Adaptec 2410SA SATA Raid 5 : is it a safe choice

#41 September 27th 04, 03:22 PM

In article ,
Brian Inglis wrote:

And if you have big controller caches, better have chipkill memory to
detect and correct multiple-bit memory errors, and allow the
controller to keep running even if a memory chip fails.
SECDED ECC was okay for low MBs of memory, but it's not good enough
for current controller *cache* sizes of 100s MBs.
I've seen SECDED ECC memory fail, but at least the system *knew* the
memory failed, instead of us finding corrupt data later!

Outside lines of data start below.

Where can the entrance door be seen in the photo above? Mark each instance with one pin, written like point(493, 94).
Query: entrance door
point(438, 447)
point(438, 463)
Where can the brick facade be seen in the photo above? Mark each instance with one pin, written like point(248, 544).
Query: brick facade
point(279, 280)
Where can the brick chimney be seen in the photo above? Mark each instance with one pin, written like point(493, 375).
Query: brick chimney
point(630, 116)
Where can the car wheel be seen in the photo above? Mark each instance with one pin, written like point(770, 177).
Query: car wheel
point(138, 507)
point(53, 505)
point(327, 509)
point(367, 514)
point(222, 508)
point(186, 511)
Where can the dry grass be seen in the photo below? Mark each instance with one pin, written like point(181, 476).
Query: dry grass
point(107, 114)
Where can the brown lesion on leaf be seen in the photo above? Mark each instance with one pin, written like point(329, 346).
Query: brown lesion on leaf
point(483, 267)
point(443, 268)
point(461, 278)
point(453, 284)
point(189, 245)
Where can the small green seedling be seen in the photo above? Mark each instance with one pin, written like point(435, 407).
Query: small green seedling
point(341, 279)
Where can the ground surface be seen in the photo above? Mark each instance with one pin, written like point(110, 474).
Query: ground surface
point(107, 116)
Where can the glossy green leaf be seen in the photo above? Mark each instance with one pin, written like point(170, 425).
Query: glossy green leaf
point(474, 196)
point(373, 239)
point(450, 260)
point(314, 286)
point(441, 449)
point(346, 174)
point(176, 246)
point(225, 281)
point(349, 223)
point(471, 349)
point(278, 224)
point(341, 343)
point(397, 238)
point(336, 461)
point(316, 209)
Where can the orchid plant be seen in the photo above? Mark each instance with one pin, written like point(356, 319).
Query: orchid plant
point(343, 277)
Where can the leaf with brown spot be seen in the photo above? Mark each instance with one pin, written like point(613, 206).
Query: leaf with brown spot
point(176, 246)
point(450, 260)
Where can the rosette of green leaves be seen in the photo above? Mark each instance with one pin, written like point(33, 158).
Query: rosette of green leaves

I honestly don't see the point to protecting the data in the RAID
controller's cache better than the data in the system's main memory;
and even servers with multi-gigabyte memories often do only single-bit
correct, double-bit detect these days. Specifying Chipkill for the
RAID controller's cache has the effect of instantly eliminating a lot
of otherwise reasonable hardware from the market, and given that any
data that's going to be written has to pass through main memory anyway,
the benefit seems somewhat dubious.

--
Thor Lancelot Simon
But as he knew no bad language, he had called him all the names of common
objects that he could think of, and had screamed: "You lamp! You towel! You
plate!" and so on. --Sigmund Freud

#42 September 27th 04, 05:00 PM

(Thor Lancelot Simon) wrote in news:cj97nd$joj$1
@panix5.panix.com:

I honestly don't see the point to protecting the data in the RAID
controller's cache better than the data in the system's main memory;
and even servers with multi-gigabyte memories often do only single-bit
correct, double-bit detect these days. Specifying Chipkill for the
RAID controller's cache has the effect of instantly eliminating a lot
of otherwise reasonable hardware from the market, and given that any
data that's going to be written has to pass through main memory anyway,
the benefit seems somewhat dubious.

1) Database software gets a commit command and starts writing changes to
the main tablespace.
2) Database software finishes writing to write cache and marks database as
"clean"
3) RAID controller starts destaging to disk, starting somewhere random in
the cache and starts out by destaging the "clean" bit.
4) Power fails.

You've now got a database that looks clean but you have no idea what
contains. You will be able to recover all but that last transaction and
that would've been good enough for most people. Unfortunately, the
application has already told the customer that his 10000 copies of
FurryPr0n amateur orgy 13 has been dispatched (it did get a successful
return from the commit in the database) and in a few weeks you're being
blamed for them not arriving.

Of course, some RDBS's are intelligent enough to not allow write cache, but
that's a different story

--
/Jesper Monsted

#43 September 27th 04, 05:51 PM

In article 3,
Jesper Monsted wrote:
(Thor Lancelot Simon) wrote in news:cj97nd$joj$1
:

I honestly don't see the point to protecting the data in the RAID
controller's cache better than the data in the system's main memory;
and even servers with multi-gigabyte memories often do only single-bit
correct, double-bit detect these days. Specifying Chipkill for the
RAID controller's cache has the effect of instantly eliminating a lot
of otherwise reasonable hardware from the market, and given that any
data that's going to be written has to pass through main memory anyway,
the benefit seems somewhat dubious.

1) Database software gets a commit command and starts writing changes to
the main tablespace.
2) Database software finishes writing to write cache and marks database as
"clean"
3) RAID controller starts destaging to disk, starting somewhere random in
the cache and starts out by destaging the "clean" bit.
4) Power fails.

Yes, yes, I understand _that_. What I don't undertand is why you seem
to think that memory corruption in the controller's cache is somehow
more likely than memory corruption in the host's main memory.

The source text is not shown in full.